- DICTIONARY OF CANADIAN BIOGRAPHY ARTICLE: Fernard Harvey, “ARMSTRONG, JAMES SHERRARD,” in Dictionary of Canadian Biography, vol. 11, University of Toronto/Université Laval, 2003–. https://www.biographi.ca/en/bio/armstrong_james_sherrard_11E.html
- DCB profile notes:
- Lawyer and judge; b. 27 April 1821 at Sorel, Lower Canada, son of Captain Charles Logie Armstrong and Marjory (Margery) Ferguson; m. probably in 1847 Marie-Anne-Charlotte Olivier, niece of François Boucher, seigneur of Carufel and of part of the seigneury of Maskinongé; d. 23 Nov. 1888 at Sorel.
- James Sherrard Armstrong descended from loyalists who had settled at Yamachiche, Que., in the autumn of 1778. Called to the bar on 12 Feb. 1844, he practised law in Montreal for four years, and was soon interested in landed property. Legal practice did not keep Armstrong from a continuing interest in landed property. In addition to the Hope fief, which he retained until his death, in 1871 he bought the rights to cens et rentes from the Sorel seigneury, and in 1885 the same rights for the Gentilly seigneury. He sold these rights on 15 July 1886. For several years he was also president of the Montreal-Sorel railway.
- In the end, loyalty to the Conservative party was partially rewarded by his appointment on 7 Dec. 1886 as chairman of the Royal Commission on the Relations of Capital and Labor in Canada. Nothing in his background had prepared Armstrong to chair this commission of inquiry, one of the most important in the 19th century. His rural ancestry, his interests in the Montreal-Sorel railway, and his dependence on the Conservative party were scarcely conducive to objectivity, let alone an understanding of the problems of the urban proletariat and the beginnings of industrialization. Consequently he had difficulty in imposing his authority on the two factions into which the commissioners had split at the outset of the public hearings.

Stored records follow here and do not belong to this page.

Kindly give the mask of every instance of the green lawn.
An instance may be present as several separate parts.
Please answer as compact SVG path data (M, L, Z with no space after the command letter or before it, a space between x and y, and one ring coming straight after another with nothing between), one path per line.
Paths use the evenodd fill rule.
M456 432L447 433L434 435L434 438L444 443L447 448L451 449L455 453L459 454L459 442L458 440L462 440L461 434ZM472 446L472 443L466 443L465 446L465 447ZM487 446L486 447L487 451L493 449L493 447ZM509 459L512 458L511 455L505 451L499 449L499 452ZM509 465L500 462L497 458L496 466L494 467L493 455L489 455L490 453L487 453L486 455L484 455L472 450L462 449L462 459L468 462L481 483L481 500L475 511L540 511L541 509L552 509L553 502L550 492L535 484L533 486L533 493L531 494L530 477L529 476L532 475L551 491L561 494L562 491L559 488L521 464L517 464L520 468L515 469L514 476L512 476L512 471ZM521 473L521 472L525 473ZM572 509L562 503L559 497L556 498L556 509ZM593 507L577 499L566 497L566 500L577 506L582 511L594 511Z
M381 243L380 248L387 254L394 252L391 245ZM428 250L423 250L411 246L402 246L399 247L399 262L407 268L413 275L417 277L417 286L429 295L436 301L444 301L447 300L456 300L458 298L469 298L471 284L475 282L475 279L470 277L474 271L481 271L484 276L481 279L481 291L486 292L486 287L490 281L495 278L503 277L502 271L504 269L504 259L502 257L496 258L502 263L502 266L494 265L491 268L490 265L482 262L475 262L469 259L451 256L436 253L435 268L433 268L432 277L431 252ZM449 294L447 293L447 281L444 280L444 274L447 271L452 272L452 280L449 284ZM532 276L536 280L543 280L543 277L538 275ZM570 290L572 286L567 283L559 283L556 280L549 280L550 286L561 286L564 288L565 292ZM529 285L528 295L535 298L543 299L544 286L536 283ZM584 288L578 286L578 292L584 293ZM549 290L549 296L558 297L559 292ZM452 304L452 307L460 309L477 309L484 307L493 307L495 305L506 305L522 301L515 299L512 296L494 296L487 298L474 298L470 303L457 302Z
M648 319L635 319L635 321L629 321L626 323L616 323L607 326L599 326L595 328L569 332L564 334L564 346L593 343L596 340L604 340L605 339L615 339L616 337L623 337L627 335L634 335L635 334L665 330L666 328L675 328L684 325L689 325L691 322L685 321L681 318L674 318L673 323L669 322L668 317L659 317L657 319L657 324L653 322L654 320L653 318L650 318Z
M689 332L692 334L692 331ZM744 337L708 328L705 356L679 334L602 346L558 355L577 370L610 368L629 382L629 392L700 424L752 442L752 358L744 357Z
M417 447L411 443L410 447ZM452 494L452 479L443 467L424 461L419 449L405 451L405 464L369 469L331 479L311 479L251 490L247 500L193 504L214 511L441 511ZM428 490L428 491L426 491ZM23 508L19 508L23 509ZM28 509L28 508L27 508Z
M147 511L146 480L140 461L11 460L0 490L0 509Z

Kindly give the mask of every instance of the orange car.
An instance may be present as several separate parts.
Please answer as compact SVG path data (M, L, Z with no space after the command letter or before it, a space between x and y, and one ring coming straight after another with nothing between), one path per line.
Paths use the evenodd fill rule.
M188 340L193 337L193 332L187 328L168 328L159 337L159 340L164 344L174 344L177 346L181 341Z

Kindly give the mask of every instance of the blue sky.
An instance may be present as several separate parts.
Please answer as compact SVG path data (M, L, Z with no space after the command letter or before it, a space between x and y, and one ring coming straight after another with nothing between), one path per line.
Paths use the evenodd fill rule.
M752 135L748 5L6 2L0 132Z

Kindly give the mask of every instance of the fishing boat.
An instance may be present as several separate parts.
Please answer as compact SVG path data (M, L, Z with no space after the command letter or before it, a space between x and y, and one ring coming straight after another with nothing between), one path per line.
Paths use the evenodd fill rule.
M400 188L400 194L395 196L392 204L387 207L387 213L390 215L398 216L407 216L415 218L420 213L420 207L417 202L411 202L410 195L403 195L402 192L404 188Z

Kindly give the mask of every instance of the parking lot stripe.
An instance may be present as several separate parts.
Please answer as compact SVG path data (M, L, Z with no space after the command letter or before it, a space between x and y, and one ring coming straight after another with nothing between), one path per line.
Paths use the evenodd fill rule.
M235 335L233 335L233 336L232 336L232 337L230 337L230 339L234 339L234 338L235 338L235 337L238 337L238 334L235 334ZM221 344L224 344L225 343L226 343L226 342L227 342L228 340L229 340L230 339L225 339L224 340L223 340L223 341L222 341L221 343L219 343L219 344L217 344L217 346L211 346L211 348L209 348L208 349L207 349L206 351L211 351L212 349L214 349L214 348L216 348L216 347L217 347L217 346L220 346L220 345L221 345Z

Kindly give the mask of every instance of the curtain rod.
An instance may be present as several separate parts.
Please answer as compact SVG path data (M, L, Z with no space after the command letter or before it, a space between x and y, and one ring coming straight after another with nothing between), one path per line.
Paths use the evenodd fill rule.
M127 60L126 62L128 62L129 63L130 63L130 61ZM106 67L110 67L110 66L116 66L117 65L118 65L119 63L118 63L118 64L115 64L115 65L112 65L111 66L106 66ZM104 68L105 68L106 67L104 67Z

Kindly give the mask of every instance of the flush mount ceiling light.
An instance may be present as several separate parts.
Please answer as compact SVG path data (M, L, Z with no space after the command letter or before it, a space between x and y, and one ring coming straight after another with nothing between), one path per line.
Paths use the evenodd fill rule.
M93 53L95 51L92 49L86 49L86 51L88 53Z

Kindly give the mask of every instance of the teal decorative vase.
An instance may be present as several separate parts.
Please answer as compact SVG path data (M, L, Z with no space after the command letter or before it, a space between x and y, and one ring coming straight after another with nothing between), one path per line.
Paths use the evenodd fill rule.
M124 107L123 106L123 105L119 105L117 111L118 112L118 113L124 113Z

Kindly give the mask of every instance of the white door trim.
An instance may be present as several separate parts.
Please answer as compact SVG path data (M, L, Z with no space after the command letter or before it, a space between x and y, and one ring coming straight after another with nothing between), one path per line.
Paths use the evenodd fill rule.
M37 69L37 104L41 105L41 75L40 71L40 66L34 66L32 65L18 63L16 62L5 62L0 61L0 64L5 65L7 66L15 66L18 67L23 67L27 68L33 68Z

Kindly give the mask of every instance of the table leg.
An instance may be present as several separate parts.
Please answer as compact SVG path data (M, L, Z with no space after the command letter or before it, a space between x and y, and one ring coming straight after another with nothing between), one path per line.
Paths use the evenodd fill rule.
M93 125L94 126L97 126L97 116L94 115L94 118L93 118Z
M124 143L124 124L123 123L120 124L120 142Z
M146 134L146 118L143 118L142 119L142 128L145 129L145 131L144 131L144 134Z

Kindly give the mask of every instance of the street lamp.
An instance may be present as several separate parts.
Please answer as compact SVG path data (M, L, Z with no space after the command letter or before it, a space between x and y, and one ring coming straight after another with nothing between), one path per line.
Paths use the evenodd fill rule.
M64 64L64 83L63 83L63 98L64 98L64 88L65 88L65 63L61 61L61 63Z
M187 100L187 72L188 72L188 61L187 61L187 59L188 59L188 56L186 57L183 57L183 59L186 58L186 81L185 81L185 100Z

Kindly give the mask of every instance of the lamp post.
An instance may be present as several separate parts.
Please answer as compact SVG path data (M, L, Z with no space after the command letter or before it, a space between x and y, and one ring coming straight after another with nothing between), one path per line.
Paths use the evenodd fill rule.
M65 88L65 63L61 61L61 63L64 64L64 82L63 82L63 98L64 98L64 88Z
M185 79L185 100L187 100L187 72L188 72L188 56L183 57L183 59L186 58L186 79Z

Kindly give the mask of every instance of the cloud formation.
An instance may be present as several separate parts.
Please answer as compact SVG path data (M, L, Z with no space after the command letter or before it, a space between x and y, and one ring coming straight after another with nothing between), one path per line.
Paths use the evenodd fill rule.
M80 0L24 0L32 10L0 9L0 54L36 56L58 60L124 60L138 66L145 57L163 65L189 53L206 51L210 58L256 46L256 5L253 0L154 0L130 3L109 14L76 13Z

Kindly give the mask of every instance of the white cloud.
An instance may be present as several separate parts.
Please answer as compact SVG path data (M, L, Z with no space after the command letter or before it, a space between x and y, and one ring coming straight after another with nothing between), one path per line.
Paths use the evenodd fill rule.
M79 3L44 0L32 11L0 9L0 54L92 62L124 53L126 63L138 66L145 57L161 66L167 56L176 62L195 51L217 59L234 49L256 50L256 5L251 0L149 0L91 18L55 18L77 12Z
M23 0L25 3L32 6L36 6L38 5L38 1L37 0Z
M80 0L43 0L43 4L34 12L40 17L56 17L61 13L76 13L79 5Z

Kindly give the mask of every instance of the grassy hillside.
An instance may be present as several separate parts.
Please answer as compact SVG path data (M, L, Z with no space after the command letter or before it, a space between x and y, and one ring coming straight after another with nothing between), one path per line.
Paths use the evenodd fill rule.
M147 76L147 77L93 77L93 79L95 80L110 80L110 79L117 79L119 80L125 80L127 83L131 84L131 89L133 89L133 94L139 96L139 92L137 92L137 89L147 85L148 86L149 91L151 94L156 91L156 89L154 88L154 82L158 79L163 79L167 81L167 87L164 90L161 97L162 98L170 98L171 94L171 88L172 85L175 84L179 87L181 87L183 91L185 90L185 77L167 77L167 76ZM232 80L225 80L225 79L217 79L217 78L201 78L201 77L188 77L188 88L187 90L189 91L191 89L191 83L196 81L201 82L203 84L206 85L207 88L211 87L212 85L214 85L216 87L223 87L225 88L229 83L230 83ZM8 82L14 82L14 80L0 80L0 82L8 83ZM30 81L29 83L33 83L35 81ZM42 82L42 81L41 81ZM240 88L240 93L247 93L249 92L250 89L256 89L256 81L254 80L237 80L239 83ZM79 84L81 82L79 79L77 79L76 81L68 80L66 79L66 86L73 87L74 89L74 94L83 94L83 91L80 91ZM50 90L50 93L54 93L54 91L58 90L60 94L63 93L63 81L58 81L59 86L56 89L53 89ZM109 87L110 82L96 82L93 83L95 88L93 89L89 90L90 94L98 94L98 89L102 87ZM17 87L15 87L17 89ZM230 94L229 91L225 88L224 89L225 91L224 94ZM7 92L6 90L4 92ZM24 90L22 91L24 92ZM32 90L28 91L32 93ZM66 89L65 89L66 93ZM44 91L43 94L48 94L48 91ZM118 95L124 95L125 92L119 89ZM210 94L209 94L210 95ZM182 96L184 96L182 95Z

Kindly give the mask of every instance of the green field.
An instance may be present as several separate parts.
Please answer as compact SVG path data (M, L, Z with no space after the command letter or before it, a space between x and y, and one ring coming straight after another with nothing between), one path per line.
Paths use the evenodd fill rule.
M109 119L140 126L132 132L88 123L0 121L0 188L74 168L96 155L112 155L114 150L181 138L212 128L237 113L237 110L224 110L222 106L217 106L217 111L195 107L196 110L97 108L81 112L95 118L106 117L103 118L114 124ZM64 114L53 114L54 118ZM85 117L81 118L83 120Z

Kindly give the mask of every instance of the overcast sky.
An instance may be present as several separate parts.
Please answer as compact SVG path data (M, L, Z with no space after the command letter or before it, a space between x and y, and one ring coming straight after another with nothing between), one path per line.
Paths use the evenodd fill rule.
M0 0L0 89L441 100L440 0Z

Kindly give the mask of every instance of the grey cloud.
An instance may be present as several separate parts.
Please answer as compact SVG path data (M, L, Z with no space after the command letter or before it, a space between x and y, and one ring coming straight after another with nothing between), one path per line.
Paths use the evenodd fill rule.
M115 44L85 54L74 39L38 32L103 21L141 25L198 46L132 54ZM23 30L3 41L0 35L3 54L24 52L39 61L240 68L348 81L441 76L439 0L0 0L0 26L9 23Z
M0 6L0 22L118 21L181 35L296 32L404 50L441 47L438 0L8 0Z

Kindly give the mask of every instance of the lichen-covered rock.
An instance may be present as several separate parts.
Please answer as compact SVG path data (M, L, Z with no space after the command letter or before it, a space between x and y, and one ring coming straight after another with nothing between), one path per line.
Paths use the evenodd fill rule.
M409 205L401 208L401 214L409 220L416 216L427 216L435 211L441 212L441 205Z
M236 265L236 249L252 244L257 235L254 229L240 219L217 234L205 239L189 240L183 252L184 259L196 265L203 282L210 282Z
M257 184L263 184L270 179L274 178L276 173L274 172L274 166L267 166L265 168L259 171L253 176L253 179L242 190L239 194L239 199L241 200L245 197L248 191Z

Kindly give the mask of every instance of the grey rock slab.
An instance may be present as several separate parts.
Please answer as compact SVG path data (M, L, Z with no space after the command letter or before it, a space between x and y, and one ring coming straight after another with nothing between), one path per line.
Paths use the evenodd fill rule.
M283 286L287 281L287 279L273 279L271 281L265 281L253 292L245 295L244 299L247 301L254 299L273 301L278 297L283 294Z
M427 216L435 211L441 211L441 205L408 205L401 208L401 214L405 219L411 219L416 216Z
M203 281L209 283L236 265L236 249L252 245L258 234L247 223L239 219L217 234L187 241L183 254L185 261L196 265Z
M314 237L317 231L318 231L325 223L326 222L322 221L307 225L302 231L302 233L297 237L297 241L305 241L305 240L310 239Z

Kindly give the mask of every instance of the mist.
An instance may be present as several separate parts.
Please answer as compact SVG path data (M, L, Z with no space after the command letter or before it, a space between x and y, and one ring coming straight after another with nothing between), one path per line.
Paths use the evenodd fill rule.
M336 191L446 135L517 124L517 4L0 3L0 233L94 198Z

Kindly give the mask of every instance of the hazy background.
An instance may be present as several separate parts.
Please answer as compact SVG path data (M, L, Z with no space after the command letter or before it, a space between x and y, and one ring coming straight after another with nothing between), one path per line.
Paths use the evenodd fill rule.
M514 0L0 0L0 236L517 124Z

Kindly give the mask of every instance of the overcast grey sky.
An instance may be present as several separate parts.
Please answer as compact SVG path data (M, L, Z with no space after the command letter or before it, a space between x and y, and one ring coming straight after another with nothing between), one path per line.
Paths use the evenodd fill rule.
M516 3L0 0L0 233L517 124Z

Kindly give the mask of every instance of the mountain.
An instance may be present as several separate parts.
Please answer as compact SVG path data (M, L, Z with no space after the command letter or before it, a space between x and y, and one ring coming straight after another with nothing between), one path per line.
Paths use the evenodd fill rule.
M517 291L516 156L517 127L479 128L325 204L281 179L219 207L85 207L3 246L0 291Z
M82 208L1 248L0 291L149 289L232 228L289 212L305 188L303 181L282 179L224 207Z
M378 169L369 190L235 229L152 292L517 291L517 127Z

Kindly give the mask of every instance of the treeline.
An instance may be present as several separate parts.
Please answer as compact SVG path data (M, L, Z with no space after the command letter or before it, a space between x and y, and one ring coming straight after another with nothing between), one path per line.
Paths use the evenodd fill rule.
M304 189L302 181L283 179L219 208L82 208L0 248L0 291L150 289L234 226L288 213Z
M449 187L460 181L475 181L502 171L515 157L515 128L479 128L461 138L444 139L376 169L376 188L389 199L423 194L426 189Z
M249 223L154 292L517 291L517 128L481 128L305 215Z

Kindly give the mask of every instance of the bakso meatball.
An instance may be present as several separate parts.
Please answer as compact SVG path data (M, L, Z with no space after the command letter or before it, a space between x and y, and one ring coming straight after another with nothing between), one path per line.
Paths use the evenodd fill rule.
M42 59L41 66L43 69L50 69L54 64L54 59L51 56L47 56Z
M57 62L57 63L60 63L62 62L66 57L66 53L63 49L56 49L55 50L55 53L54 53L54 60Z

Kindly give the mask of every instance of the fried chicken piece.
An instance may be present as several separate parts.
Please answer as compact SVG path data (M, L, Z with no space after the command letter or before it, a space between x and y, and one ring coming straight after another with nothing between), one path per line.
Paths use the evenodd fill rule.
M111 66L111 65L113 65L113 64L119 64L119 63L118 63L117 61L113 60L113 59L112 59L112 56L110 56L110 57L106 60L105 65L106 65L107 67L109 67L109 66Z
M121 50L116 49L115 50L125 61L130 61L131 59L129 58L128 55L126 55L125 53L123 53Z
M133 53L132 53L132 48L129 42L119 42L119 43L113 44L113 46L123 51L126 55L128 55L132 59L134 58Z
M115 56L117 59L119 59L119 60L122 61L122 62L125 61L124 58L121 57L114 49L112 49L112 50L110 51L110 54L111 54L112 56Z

- Armstrong’s contribution to the work of the commission is difficult to evaluate, but it does not seem to have been a decisive one. Jules Helbronner and some of the other commissioners made contributions of much greater significance, particularly in the drafting of the appendices to the commission’s report. A conservative both politically and ideologically, Armstrong was violently criticized by the English-language working-class newspapers of Montreal and Toronto for favouring employers. Furthermore, at the beginning of 1888, a libel action was brought against him by the Hochelaga Cotton Manufacturing Company, for having made statements alleging immorality among their female workers, which by implication impugned the conditions in their factory. The incident is an illustration of the reactionary attitudes then held by employers concerning labour issues.